Google acquires GIF search engine Tenor (and its 300 million users)

It looks like Google wants to make it easier to search for GIFs. The company has announced its acquisition of Tenor, a GIF search engine that was founded in 2014. Details about the acquisition have not been released.

Tenor was initially launched as a way to search for GIFs both on desktop and on mobile. On mobile, it allowed users to quickly and easily search for GIFs straight from their keyboard. According to Tenor, a massive 300 million Tenor users search for GIFs 12 billion times every month, and its partners include the likes of WhatsApp, Facebook, Twitter, and Google. It’s perhaps the scale of its service that attracted Google to buying it in the first place.

“With their deep library of content, Tenor surfaces the right GIFs in the moment so you can find the one that matches your mood. Tenor will help us do this more effectively in Google Images as well as other products that use GIFs, like Gboard,” said Cathy Edwards, director of engineering for Google Images, in a blog post.

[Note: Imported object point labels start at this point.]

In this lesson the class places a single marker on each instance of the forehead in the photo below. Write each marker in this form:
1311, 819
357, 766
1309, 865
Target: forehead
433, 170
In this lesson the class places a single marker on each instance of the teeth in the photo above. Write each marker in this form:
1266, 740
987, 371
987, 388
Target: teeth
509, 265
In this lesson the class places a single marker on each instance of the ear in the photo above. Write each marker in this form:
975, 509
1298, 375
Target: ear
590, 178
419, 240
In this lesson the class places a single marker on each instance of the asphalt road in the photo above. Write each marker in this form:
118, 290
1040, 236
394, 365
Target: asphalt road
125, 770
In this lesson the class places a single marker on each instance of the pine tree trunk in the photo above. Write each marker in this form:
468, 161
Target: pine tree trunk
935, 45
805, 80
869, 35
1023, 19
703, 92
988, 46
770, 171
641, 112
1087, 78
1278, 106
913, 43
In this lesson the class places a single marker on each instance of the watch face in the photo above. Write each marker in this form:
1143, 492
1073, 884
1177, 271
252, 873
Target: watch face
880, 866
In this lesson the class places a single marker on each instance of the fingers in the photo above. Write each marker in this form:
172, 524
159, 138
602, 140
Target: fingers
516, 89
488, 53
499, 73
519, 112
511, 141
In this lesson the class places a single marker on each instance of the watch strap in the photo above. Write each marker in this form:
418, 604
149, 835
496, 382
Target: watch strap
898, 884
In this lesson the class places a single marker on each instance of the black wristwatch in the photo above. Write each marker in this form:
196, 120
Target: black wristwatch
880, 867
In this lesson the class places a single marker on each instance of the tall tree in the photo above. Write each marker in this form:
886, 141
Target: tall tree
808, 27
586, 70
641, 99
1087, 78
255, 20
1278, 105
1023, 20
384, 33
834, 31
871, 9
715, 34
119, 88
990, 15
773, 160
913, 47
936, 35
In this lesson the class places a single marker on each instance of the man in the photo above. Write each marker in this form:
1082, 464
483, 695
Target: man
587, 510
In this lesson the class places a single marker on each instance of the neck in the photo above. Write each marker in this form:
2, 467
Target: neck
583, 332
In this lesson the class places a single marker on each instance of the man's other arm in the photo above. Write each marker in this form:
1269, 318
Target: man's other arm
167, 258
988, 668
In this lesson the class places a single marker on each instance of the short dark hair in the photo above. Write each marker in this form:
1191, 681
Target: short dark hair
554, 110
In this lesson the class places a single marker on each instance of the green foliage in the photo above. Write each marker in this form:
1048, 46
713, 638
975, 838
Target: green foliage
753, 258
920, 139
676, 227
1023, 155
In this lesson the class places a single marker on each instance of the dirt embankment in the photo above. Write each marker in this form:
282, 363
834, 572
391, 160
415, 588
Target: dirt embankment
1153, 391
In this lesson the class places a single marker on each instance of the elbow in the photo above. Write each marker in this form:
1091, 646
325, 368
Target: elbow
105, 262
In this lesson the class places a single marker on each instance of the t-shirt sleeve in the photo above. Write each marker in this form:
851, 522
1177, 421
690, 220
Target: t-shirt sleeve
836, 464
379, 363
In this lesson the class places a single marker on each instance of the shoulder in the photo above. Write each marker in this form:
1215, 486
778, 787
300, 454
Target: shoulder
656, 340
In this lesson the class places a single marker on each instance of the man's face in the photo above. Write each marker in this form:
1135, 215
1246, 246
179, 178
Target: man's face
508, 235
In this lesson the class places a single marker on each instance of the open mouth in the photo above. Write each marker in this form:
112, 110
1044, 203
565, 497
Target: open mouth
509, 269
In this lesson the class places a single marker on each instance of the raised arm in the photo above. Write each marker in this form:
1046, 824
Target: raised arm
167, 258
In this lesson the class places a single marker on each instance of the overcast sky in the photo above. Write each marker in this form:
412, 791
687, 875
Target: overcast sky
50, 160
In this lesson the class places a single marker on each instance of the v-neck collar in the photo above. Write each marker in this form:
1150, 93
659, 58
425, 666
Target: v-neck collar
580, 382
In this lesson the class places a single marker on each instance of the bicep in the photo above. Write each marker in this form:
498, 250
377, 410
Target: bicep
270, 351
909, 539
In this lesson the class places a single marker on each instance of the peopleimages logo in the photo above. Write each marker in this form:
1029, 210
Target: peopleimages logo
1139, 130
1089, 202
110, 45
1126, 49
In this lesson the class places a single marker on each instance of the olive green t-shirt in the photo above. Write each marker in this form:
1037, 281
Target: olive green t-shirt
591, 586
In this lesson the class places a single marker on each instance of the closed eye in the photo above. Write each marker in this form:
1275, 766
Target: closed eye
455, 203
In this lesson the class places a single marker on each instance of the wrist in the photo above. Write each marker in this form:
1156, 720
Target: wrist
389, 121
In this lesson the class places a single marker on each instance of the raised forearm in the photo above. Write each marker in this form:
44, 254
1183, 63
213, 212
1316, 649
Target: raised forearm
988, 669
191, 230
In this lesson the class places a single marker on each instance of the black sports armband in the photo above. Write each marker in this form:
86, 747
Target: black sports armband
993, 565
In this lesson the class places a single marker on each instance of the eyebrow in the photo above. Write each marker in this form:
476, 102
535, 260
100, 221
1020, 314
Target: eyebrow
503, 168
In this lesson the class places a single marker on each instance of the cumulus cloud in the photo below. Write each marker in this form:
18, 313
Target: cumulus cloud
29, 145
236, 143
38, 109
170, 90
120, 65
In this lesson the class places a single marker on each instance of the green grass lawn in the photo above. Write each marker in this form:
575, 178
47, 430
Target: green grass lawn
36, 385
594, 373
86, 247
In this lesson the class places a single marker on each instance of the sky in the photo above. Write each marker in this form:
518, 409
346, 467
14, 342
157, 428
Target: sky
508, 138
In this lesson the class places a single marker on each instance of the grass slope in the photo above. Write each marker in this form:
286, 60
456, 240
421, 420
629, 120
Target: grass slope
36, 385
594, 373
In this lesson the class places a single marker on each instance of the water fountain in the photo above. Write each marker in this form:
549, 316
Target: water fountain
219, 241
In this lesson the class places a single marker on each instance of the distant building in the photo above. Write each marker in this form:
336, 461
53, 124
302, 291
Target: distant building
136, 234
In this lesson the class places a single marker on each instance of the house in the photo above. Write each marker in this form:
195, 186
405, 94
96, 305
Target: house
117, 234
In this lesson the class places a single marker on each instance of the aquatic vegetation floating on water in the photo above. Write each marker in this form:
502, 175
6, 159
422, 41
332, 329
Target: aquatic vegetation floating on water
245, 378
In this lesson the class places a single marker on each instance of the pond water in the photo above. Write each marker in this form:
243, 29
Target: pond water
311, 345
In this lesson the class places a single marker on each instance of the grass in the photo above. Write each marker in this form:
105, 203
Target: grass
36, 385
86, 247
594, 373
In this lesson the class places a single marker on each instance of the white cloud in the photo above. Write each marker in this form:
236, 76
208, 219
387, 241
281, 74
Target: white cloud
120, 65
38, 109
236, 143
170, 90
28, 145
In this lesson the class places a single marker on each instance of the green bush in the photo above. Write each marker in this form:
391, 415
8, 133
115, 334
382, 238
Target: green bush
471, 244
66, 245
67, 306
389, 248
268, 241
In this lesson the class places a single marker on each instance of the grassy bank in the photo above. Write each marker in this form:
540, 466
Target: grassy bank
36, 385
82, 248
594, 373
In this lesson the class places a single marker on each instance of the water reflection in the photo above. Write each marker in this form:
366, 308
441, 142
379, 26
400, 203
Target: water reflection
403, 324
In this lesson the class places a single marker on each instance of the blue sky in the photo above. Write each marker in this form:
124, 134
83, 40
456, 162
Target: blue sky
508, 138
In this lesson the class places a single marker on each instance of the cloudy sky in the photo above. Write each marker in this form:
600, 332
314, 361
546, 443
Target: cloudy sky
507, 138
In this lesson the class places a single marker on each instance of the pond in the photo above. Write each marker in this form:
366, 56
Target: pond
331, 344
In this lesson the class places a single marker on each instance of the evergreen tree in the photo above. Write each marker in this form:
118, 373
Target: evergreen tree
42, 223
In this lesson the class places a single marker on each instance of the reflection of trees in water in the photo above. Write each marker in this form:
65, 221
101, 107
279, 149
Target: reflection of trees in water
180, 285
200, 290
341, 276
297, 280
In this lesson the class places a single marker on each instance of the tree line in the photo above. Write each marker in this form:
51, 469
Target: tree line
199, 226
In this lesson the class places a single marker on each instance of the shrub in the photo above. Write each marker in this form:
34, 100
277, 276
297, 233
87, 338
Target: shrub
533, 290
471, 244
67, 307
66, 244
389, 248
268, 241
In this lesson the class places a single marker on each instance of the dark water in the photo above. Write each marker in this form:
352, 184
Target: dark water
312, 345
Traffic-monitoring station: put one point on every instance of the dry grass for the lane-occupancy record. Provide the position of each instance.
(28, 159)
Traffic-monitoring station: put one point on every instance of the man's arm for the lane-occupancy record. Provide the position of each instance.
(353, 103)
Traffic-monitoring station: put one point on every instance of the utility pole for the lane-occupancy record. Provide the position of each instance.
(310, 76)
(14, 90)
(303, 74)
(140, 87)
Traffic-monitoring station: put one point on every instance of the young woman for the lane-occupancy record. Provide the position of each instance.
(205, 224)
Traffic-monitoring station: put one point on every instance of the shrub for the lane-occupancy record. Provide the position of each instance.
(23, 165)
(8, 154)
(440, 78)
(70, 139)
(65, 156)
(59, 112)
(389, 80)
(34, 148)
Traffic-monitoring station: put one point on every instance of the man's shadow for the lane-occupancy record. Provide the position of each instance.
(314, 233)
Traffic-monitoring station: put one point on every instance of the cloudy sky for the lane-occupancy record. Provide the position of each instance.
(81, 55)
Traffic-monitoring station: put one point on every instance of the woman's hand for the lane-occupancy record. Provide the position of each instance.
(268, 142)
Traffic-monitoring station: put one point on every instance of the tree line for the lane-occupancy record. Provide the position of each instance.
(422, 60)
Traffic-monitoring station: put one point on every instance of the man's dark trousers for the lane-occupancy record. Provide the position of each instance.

The company became known last year for monetizing the GIF-searching experience through sponsored GIFs, and a handful of high-profile brands, including Dunkin Donuts and Starbucks, all jumped on board the new way of advertising.

“The acquisition will enable us to accelerate improvements to Tenor’s service for our users, API partners, content partners, and advertisers,” said Tenor CEO David McIntosh in a blog post. “Tenor will continue to operate as a separate brand to better serve you, and I will continue to lead the Tenor team alongside my co-founders Erick Hachenburg and Frank Nawabi.”

While Tenor will continue to operate as its own brand, it will be interesting to see if the Google acquisition affects its relationship with any other companies. For example, it wouldn’t be all that surprising for the likes of Apple to remove support for Tenor given that Tenor is now owned by what’s perhaps Apple’s biggest rival.

Tenor has generated a lot of interest over the past few years. The company previously raised as much as a whopping $32 million in venture funding, according to Crunchbase.